Who is a Candidate for the NESP Program for Chronic Pain or Addiction?

In general candidates for the NESP Program include:

  • Any patient who has been taking opioid painkillers for 6 months or longer and has not undergone recent (within 6 weeks) surgery and are not currently surgical candidates. By definition, these patients have chronic pain and are dependent on painkillers.
  • Patients with Chronic Pain Syndrome (PSD) (chronic opioid painkiller use, insomnia, anxiety, and depression).
  • Any patient who is clearly addicted to opioids including Heroin. These patients have shown true addictive behavior with continued use/abuse in the face of things such as loss of employment, divorce, incarceration, fraud, doctor shopping, etc. This type of patient is more likely to need long-term maintenance on buprenorphine and other anti-craving supplements and modalities after the program ends.
  • Chronic Pain Patients who have failed all treatment to date but are stable on an opioid painkiller regimen. Taking daily opioids may control pain in some patients but chronic use of the medications have ramifications and is associated with significant health problems. Therefore, even though stable on a regimen achieving pain control without Chronic Opioid Therapy (COT) is the healthiest choice. I believe there are a small percentage of chronic pain patients that will need lifetime COT (5-10%) but the majority of patients currently on COT do not have to be. They have simply been given no other alternatives and have been told they have to “learn to live with the pain” and take pills. This is NOT true for the vast majority of patients. The majority of patients that have undergone the NESP Program were told this ridiculous statement by their healthcare provider(s) at one time or another and they are living proof that this is not true.

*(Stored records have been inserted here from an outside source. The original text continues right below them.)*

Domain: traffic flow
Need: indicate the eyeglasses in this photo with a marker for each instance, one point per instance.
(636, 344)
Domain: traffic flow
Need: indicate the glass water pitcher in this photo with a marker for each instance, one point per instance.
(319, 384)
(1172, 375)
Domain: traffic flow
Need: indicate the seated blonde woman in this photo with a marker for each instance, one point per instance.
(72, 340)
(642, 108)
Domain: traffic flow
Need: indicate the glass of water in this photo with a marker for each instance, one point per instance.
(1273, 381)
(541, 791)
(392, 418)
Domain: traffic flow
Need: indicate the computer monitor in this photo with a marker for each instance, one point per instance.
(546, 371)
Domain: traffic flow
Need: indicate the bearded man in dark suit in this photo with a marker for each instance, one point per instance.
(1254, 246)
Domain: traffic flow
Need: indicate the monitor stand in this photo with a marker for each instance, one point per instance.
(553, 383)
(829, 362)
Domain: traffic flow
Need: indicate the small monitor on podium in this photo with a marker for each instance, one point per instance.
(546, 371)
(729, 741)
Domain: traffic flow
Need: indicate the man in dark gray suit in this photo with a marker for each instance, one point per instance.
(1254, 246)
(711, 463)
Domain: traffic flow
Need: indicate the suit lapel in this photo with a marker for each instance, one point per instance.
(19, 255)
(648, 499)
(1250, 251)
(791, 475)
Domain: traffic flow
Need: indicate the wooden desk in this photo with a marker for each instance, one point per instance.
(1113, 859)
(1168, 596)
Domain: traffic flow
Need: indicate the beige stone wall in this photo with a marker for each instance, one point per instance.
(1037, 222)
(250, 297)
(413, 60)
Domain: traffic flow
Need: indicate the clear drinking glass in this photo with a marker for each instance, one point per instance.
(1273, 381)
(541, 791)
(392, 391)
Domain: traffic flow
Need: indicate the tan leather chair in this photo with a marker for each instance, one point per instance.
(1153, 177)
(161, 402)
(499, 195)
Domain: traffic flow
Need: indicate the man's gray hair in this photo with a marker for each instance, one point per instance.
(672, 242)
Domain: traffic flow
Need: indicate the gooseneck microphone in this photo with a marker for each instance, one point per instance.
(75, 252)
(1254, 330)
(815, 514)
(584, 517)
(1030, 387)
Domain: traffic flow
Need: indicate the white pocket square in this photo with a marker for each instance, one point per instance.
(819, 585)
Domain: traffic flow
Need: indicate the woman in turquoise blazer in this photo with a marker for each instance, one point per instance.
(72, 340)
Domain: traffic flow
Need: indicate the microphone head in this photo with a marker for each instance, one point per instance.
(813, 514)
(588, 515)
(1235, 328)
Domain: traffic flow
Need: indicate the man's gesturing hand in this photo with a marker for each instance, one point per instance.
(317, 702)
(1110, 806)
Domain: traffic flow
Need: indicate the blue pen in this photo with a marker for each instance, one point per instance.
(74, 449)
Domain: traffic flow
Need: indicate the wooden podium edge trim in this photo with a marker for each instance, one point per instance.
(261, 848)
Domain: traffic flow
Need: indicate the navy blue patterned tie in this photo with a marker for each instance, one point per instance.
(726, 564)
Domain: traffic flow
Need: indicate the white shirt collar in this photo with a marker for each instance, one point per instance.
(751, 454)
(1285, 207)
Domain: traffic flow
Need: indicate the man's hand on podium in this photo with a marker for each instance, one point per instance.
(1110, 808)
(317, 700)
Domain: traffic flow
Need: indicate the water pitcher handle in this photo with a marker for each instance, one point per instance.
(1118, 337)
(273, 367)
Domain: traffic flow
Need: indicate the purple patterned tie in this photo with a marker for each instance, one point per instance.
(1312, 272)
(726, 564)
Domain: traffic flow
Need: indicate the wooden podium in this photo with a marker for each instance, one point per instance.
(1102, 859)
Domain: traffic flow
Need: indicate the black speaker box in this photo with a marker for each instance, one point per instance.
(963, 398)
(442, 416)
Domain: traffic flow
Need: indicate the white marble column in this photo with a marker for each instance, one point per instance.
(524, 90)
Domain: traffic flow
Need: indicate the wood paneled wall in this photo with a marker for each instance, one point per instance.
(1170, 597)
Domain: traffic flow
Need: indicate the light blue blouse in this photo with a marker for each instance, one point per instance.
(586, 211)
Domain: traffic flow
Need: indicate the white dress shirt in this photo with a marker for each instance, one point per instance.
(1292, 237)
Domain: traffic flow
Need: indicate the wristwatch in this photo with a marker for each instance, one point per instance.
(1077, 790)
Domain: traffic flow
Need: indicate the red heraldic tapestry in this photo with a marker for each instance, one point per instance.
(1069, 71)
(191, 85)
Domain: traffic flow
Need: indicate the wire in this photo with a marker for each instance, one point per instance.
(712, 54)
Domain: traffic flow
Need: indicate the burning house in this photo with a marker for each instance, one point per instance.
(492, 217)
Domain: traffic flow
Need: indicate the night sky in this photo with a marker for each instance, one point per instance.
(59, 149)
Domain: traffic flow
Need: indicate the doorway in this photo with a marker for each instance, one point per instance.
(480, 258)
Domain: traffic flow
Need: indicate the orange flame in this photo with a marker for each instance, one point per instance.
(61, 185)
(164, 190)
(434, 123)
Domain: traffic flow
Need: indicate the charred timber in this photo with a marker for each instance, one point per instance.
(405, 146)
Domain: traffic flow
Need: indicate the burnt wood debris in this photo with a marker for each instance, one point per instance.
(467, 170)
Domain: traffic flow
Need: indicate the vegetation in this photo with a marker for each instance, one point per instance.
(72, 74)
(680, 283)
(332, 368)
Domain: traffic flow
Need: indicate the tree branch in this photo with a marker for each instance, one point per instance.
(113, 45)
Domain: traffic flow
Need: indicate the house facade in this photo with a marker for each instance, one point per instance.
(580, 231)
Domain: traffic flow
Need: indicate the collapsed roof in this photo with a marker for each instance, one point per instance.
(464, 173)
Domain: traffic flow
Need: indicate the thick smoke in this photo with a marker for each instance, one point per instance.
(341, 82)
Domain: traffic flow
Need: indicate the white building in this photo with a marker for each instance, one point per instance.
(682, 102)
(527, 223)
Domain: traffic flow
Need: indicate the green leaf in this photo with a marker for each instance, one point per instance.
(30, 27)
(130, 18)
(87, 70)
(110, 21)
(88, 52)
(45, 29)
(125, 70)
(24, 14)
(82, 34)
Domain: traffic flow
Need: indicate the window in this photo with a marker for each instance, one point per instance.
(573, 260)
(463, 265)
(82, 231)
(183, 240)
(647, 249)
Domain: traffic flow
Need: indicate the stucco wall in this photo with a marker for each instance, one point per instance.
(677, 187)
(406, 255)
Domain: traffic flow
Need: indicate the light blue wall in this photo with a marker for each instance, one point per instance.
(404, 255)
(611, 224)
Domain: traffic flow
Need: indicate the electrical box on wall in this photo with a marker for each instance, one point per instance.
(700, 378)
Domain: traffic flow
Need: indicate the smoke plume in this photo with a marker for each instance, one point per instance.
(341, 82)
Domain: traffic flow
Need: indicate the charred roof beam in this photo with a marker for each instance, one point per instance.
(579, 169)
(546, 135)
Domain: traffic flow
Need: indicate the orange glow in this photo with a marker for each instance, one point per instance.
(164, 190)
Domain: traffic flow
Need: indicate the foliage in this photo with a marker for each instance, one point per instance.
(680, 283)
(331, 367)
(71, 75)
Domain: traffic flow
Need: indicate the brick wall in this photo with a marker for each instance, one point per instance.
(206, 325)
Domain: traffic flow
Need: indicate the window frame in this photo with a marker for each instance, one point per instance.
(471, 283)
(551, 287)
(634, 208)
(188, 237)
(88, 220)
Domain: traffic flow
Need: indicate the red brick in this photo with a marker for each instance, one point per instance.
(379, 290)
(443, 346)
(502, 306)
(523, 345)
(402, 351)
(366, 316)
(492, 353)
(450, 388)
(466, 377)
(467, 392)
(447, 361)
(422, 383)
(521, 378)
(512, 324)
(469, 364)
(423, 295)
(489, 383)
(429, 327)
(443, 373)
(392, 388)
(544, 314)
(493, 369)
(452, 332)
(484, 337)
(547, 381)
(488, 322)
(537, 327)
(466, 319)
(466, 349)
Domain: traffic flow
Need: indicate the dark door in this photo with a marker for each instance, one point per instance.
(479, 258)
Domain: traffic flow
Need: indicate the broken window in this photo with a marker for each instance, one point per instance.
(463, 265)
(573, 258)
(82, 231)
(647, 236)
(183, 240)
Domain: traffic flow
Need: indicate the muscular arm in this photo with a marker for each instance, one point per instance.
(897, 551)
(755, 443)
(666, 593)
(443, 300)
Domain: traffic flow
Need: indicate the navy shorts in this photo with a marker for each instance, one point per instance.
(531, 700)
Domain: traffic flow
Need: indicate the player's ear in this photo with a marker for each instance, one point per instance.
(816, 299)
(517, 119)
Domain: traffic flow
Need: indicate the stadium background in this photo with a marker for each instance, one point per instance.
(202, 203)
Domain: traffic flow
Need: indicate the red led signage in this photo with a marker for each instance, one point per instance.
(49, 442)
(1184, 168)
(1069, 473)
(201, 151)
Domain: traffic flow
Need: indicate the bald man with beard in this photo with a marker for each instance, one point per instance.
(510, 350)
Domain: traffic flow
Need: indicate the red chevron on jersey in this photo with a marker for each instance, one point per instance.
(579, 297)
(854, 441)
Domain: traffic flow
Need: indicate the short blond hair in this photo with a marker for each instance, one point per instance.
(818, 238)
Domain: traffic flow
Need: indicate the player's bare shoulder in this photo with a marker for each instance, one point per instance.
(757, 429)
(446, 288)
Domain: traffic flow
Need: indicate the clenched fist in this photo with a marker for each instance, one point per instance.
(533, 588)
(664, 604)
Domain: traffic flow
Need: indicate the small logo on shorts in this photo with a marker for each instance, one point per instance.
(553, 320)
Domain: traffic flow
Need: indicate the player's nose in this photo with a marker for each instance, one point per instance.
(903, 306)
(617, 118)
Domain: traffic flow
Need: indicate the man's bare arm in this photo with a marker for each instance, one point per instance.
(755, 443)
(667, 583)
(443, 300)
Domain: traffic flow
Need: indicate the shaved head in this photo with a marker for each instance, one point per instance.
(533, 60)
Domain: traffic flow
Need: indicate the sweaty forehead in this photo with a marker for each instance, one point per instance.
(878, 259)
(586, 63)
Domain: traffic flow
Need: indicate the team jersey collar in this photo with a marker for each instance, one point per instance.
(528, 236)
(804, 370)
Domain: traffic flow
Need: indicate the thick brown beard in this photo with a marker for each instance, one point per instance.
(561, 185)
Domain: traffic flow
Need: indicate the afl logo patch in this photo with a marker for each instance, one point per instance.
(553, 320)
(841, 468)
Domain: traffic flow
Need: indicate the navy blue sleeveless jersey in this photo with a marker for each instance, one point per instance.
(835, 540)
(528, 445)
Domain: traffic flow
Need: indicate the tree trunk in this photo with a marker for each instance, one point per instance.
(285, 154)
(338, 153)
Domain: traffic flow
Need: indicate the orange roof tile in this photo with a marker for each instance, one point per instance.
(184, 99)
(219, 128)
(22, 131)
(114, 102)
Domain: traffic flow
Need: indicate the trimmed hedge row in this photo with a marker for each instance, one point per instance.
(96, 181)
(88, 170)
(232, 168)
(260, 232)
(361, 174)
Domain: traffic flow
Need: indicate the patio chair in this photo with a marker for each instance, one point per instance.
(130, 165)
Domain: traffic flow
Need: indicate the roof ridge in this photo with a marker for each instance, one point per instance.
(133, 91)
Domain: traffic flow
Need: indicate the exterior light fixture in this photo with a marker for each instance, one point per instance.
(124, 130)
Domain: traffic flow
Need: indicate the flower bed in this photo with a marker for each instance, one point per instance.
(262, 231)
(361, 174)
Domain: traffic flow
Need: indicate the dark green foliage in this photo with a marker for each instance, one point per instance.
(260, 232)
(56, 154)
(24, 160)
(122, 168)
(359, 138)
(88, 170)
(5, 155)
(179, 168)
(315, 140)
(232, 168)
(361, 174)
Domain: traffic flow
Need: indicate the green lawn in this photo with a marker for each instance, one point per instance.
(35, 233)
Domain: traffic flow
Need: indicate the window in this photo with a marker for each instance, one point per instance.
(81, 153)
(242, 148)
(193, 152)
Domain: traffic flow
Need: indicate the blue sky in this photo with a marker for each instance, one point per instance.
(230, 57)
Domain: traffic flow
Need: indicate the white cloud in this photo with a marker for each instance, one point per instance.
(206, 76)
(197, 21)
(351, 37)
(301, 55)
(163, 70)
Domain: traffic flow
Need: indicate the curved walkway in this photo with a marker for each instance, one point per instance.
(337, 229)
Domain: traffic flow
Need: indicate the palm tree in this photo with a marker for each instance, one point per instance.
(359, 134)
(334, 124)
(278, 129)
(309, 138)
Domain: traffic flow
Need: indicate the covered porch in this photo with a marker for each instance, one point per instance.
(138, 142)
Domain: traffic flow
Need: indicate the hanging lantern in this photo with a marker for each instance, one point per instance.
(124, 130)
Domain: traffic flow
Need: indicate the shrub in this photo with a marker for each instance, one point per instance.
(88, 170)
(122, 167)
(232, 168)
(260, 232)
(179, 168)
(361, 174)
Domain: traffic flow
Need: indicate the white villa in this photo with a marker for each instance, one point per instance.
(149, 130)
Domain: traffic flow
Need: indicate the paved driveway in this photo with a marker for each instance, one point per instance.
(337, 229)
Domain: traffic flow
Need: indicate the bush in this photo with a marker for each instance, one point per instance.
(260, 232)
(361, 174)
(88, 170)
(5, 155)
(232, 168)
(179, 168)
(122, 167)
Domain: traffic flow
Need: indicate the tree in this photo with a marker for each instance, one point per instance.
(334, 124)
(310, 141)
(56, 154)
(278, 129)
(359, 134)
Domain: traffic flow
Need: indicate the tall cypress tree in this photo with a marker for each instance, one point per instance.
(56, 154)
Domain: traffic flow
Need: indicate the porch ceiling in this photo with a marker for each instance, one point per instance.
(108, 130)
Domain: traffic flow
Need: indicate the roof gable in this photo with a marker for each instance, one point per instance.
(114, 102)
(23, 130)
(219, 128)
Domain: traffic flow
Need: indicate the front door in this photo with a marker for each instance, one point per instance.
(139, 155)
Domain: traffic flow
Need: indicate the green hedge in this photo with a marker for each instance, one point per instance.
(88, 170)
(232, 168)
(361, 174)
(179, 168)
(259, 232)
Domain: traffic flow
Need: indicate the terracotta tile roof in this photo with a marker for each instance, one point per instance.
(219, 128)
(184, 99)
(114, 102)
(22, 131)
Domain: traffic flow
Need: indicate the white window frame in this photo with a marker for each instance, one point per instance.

The bottom line is the NESP program is designed as the final plan for the catastrophic-type cases where patients are on multiple prescription medications, have little to no physical function and have reached a dead end in their current treatment plans.

Finally, the ultimate goal is to get patients off all medications including Buprenorphine (Suboxone, Subutex) and give patients a variety of non-pharmaceutical ways to control any residual pain, increase physical function, quality of life and in many instances return long-term disabled patients back into the workplace.

All patients are required to undergo an initial evaluation that will determine if the patient is or is not a candidate for the program. Some patients may simply need more effective pain management treatment plans and not need to undergo detoxification, functional restoration or a pain management program. In these cases, the assessment and plan portion of the initial evaluation will outline an appropriate treatment plan going forward.

Previous NESP patients are available to speak to you about their experiences. Some of these patients had multiple previous spine and extremity surgeries and had been on multiple medications for decades. Their experiences are compelling.